Le nouveau commissaire européen aux entreprises devra avoir une forte personnalité pour s’engager en faveur des PME, selon Christoph Leitl, président honoraire d’Eurochambres, qui a prévenu que les PME ne devraient pas être oubliées lorsque la crise financière prendra fin.

Le nouveau commissaire européen aux entreprises devra avoir une forte personnalité pour s’engager en faveur des PME, selon Christoph Leitl, président honoraire d’Eurochambres, qui a prévenu que les PME ne devraient pas être oubliées lorsque la crise financière prendra fin.

M. Leitl a déclaré que les PME continuaient à être les plus touchées par la crise bancaire qui a commencé il y a plus d’un an, et les entrepreneur connaissent des difficultés pour accéder aux crédits.

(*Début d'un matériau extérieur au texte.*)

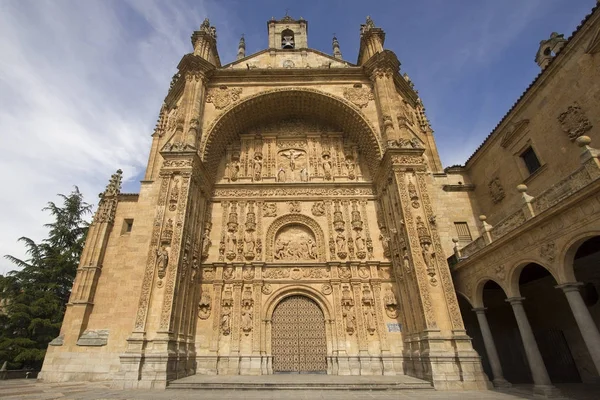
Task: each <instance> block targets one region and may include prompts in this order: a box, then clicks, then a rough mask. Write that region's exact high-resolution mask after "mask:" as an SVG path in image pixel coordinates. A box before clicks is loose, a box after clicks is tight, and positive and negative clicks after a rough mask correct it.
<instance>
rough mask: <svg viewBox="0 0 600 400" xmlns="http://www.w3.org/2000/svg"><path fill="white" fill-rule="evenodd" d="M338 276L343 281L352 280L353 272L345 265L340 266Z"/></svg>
mask: <svg viewBox="0 0 600 400" xmlns="http://www.w3.org/2000/svg"><path fill="white" fill-rule="evenodd" d="M338 276H339V277H340V278H341V279H350V278H352V271H351V270H350V267H347V266H345V265H342V266H339V267H338Z"/></svg>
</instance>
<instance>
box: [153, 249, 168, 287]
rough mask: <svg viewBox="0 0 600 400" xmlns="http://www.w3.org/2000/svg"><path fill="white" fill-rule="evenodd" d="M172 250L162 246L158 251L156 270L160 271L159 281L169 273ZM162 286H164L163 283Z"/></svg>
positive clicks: (157, 270) (158, 272)
mask: <svg viewBox="0 0 600 400" xmlns="http://www.w3.org/2000/svg"><path fill="white" fill-rule="evenodd" d="M170 250H171V249H170V248H169V247H166V246H162V247H161V248H160V249H159V250H157V251H156V268H157V271H158V279H163V278H164V277H165V275H166V273H167V266H168V265H169V251H170ZM160 284H162V282H161V283H160Z"/></svg>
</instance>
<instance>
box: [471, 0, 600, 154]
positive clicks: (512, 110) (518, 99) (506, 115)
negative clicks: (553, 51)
mask: <svg viewBox="0 0 600 400" xmlns="http://www.w3.org/2000/svg"><path fill="white" fill-rule="evenodd" d="M598 8H600V3H596V6H595V7H594V8H592V11H591V12H590V13H589V14H588V15H586V16H585V18H584V19H583V20H582V21H581V23H580V24H579V25H578V26H577V28H575V31H573V33H572V34H571V36H569V38H568V39H567V42H566V43H565V45H564V46H563V49H564V48H566V47H567V46H568V45H569V43H570V42H571V39H573V37H574V36H575V35H576V34H577V33H578V32H579V31H580V30H581V27H583V25H585V23H586V22H587V21H588V19H589V18H590V17H591V16H592V15H593V14H594V12H595V11H596V10H597V9H598ZM562 53H563V51H559V52H558V54H556V56H555V57H553V58H552V59H550V62H549V63H548V65H547V66H546V68H544V69H543V70H541V71H540V73H539V74H538V75H537V76H536V77H535V79H534V80H533V82H531V83H530V84H529V86H528V87H527V89H525V91H524V92H523V93H522V94H521V96H519V98H518V99H517V101H515V103H514V104H513V105H512V107H511V108H510V109H509V110H508V112H507V113H506V114H504V117H502V119H501V120H500V122H498V124H497V125H496V126H495V127H494V129H492V132H490V134H489V135H487V137H486V138H485V140H484V141H483V142H482V143H481V144H480V145H479V147H477V149H476V150H475V151H474V152H473V154H472V155H471V156H470V157H469V158H468V159H467V161H466V162H465V166H466V165H467V164H469V161H471V159H472V158H473V157H475V155H476V154H477V152H478V151H479V150H481V148H482V147H483V145H485V144H486V143H487V141H488V140H489V139H490V138H491V137H492V135H493V134H494V133H495V132H496V130H497V129H498V127H499V126H500V125H502V123H503V122H504V120H505V119H506V118H507V117H508V116H509V115H510V113H511V112H512V111H513V110H514V109H515V107H516V106H517V104H519V102H520V101H521V100H522V99H523V97H525V95H526V94H527V92H529V90H530V89H531V88H532V87H533V86H535V84H536V83H537V81H538V80H539V79H540V77H541V76H542V75H543V74H544V72H545V71H547V70H548V69H549V67H550V65H552V63H553V62H554V60H556V59H557V58H558V57H560V56H561V54H562Z"/></svg>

Il a salué les avancées réalisées sous l’actuel commissaire européen aux Entreprises Günter Verheugen, et il a expliqué que le Small Business Act publié en juin 2008 avait le potentiel d’apporter des changements majeurs pour les entrepreneurs.

Le président honoraire d’Eurochambres, qui représente les chambres de commerce de l’UE, a déclaré que les priorités de la prochaine Commission européenne devraient être le développement de la Stratégie de Lisbonne pour la croissance et l’emploi, la création d’un environnement favorable aux entreprises et l’achèvement du marché commun. Il a ajouté que les cinq prochaines années devraient aussi apporter une réduction significative des charges administratives et une révision en profondeur de la régulation des marchés financiers.

De plus, M. Leitl a estimé que les PME devaient être une priorité. Les PME souffrent énormément de la crise actuelle. Ils devraient obtenir toute l’aide dont ils ont besoin. D’autre part, une fois la crise terminée, les PME ne devraient pas être oubliées. Toutes les politiques devraient être définies en accord avec les besoins et les exigences des petites entreprises. Le Small Business Act n’était qu’une première étape, a-t-il déclaré.

Les employeurs de petite taille, a-t-il noté, sont moins enclins à licencier leur employés aussi facilement en temps de crise et ils sont donc une force stabilisatrice sur le marché volatil de l’emploi.

Discutant des perspectives pour les entreprises familiales, M. Leitl a déclaré qu’une recherche en Autriche avait montré que 57 500 PME auraient à faire face au problème consistant à trouver un successeur pour leur affaire, dans la décennie à venir.

Un nombre toujours plus important  d’entreprises trouvent un repreneur en dehors de la famille, il est donc moins commun pour une affaire familiale d’être reprise par la prochaine génération, a déclaré M. Leitl.

A propos des opportunités des PME européennes sur les marchés émergents, il a déclaré qu’entrer sur le marché chinois est particulièrement difficile en raison des disparités régionales et des différences culturelles.

La transparence juridique, la protection insuffisante de la propriété intellectuelle et la corruption sont toujours potentiellement problématiques. De plus, la concurrence internationale et locale augmente constamment, a-t-il dit, ajoutant que la Chine présente des opportunités importantes si les entrepreneurs obtiennent le soutien nécessaire.

Christoph Leitl se confiait à Gary Finnegan.